On July 11, the Ninth Circuit issued an opinion in No Labels Party of Arizona v Fontes, 24-563. It reversed the U.S. District Court and said that No Labels has no right to tell the Secretary of State to block anyone from filing for partisan office in the No Labels primary. Here is the 28-page opinion. The author is Judge Salvador Mendoza, Jr, a Biden appointee. It is also signed by Judge Holly A. Thomas and Judge Anthony Johnstone, who are also both Biden appointees.
The opinion is a defeat for the freedom of association rights of political parties, but a win for the ability of voters to vote for the candidate of their choice. The chief precedent that influenced the decision is a 2008 decision of the Ninth Circuit that said the Alaskan Independence Party had no right to exclude a particular candidate from filing to run in the AIP’s primary. The new No Labels decision, minimizing party rights, is philosophically completely different from a recent Eleventh Circuit remand opinion that said the Catoosa County Republican Party (in Georgia) may have the right to exclude candidates from its primary.

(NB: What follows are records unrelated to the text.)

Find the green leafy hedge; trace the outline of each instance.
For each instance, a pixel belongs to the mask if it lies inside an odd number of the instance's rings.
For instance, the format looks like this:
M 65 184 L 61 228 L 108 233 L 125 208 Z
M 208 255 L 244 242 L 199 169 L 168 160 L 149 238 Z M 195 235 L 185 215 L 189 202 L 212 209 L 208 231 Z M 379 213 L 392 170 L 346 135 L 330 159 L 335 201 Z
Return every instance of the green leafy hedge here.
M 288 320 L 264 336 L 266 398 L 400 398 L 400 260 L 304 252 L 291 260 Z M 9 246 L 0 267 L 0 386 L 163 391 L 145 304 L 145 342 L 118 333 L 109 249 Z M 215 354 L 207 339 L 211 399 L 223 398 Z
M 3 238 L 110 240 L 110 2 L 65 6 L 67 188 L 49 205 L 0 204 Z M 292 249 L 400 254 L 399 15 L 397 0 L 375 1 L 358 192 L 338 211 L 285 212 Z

The Ninth Circuit No Labels opinion boosts the right to vote. It says on page 23, “Candidate exclusion burdens voters”, and also, in footnote nine, “Such candidate selection necessarily includes the right to vote for minor parties, a right that is ‘neavily burdened if that vote may be cast only for ‘two old, established parties.'” These quotes will help the minor party plaintiffs who are challenging the California top-two system (California, like Arizona, is in the Ninth Circuit).